Prior to this acquisition, the piece had been in the collection of the Montreal Museum of Fine Arts (MMFA), having been donated by one of the Museum's major benefactors in 1951. In 2011, the piece was stolen from the Museum, but was recovered by Canadian police in 2014. Following the recovery, the MMFA opted to retain an insurance payout rather than recover the fragment and so the insurance company, AXA Insurance, became the owner. It was from AXA Insurance that Wace and Fogg had bought the fragment in 2016, before offering it for sale and bringing it to the Armory in October.

The significant factor for Assistant D.A. Matthew Bogdanos, whose office seized the piece, was its place of origin. It was a small bas-relief (8.3" x 8") of the head of a bearded soldier that had been removed from one of the walls at the ancient site of Persepolis, in modernday Iran. It is not clear how the fragment had been chiselled from the wall and taken out of Iran--or by whom--but it still appeared attached to the monument around the year 1930, and possibly as late as 1935, when a photograph had been taken showing the piece in situ. It was therefore likely, according to the Assistant D.A., to have been removed after the enactment by Iran in 1930 of its National Heritage Protection Act, which made it illegal to remove objects from national heritage sites (Persepolis was added to this list in 1931) and to transport antiquities out of the country.

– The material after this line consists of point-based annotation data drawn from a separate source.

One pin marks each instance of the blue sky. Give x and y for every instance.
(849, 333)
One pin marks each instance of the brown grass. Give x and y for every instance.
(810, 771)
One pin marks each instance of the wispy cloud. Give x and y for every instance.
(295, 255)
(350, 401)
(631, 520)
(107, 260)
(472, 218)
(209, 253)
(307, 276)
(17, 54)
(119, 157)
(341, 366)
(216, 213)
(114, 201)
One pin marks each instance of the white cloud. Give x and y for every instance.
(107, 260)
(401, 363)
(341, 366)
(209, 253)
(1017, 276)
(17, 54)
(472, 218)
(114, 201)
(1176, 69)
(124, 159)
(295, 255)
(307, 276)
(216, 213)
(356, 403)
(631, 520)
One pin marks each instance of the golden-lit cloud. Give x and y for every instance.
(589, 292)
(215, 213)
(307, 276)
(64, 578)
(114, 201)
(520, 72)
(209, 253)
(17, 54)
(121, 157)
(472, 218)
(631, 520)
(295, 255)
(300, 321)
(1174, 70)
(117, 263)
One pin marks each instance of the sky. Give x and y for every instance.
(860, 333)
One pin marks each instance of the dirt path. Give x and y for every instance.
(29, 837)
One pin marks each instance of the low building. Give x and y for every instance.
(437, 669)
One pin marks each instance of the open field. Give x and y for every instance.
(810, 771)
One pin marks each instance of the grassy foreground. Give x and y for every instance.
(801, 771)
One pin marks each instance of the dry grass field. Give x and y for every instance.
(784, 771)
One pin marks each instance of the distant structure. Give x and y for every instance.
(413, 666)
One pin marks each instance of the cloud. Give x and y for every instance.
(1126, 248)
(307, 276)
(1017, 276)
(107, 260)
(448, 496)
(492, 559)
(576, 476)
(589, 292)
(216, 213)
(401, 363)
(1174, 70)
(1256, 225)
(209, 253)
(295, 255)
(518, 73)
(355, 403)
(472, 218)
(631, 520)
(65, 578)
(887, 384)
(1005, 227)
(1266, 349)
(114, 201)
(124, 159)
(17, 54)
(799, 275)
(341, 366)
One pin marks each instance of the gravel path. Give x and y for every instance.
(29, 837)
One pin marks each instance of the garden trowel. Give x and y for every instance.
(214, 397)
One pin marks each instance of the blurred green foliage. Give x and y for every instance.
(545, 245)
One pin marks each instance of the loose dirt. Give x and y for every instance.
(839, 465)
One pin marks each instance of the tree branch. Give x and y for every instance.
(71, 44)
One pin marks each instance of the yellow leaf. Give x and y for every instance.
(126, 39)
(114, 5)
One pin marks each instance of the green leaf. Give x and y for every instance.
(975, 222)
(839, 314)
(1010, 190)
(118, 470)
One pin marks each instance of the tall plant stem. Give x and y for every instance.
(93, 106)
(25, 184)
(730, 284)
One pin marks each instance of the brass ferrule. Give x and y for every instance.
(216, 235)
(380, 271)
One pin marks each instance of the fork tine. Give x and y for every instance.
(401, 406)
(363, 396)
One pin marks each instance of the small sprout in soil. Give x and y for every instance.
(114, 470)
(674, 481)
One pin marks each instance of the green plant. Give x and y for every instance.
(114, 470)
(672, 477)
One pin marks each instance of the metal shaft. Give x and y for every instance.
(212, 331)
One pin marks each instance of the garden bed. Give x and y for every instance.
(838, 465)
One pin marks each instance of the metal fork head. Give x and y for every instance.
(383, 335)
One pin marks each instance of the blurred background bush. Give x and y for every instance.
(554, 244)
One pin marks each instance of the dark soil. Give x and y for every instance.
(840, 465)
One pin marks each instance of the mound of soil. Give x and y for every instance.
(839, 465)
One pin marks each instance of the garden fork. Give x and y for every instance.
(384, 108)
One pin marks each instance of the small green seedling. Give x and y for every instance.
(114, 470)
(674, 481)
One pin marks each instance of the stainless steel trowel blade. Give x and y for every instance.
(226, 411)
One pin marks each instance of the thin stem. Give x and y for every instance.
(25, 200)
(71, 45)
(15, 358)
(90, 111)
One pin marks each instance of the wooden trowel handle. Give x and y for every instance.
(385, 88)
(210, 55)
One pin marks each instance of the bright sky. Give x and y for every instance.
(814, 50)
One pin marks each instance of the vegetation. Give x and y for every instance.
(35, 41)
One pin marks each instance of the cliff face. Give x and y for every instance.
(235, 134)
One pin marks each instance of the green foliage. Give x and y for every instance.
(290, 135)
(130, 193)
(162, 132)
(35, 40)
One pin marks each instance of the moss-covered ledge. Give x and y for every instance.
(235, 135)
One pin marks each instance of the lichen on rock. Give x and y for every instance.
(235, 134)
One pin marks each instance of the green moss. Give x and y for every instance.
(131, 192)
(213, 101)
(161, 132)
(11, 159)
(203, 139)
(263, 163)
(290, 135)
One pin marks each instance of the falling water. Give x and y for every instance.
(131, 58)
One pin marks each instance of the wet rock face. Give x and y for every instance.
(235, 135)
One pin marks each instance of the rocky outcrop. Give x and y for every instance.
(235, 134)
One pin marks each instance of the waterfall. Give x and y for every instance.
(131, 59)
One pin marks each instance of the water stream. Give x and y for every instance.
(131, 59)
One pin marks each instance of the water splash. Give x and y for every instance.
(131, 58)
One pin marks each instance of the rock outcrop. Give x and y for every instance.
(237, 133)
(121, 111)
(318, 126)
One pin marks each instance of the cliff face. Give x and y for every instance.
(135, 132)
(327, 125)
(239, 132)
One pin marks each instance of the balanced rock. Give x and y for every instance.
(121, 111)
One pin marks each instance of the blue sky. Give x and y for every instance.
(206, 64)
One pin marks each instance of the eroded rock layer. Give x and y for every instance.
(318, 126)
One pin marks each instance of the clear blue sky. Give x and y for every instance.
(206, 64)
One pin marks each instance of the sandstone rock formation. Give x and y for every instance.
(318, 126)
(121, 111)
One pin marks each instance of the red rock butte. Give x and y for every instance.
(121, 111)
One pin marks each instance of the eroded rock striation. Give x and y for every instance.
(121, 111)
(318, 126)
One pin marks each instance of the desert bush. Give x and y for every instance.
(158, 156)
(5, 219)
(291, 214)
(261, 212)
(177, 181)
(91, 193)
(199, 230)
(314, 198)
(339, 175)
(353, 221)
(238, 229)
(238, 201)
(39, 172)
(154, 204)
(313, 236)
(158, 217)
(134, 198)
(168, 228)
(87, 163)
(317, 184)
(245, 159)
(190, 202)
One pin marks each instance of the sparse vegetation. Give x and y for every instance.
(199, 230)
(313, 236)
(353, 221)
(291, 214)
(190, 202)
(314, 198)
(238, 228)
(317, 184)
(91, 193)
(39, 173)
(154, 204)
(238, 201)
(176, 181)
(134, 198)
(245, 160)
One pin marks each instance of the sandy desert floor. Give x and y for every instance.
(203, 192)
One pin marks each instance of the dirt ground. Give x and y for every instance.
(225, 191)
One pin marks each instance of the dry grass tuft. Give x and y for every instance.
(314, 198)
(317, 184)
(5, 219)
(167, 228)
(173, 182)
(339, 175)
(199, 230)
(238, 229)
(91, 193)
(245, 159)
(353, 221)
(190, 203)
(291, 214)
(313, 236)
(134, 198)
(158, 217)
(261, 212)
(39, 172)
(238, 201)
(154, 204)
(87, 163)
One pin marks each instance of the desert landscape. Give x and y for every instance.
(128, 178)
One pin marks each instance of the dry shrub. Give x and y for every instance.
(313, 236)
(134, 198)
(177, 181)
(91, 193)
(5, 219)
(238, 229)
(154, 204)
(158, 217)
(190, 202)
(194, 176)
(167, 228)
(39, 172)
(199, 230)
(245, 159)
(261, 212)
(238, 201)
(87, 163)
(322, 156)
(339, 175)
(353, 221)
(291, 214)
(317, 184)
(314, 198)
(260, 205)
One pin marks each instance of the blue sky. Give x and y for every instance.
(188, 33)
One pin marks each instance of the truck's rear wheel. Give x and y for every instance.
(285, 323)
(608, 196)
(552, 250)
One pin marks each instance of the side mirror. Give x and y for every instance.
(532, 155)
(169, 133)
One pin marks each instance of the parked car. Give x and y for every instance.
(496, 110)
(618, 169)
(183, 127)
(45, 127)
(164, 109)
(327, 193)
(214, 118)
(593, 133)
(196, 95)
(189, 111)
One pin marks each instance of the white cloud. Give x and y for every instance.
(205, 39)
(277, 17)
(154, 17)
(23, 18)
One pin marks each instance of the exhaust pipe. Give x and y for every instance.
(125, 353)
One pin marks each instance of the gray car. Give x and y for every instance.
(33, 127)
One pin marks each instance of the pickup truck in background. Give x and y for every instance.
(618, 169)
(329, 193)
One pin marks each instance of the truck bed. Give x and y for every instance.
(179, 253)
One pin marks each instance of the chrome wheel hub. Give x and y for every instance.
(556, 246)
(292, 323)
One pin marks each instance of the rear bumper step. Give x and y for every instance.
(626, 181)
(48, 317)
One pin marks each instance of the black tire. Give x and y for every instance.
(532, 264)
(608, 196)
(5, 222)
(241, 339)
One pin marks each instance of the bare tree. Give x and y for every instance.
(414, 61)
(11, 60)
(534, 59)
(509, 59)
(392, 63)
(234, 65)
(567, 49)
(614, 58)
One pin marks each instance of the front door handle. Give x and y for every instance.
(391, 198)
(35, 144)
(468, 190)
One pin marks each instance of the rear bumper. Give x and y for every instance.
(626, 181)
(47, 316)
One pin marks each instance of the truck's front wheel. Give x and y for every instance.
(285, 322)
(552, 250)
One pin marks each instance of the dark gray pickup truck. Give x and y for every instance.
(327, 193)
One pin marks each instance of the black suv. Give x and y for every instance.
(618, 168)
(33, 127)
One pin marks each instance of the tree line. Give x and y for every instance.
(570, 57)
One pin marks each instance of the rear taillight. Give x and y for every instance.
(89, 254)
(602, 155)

The piece therefore lacked clean provenance: it had almost certainly been stolen from one of the Middle East's great sites. However, whilst it is unclear when and by whom the piece was removed from Iran, it surfaced in 1951 and was located for the next 60 years at one of Canada's principal art museums, the MMFA, and for a significant part of that time was on public view.

CONFLICT OF LAWS

The presence of the piece in Canada for such a significant period gives rise to a conflict of law situation: conflicting laws from two or more countries could potentially apply to the dispute. In this case, these would include the laws of Iran, the laws of the Canadian province of Quebec, where the MMFA is located, and the laws of New York where the piece was seized. Each of these legal systems could potentially point to a...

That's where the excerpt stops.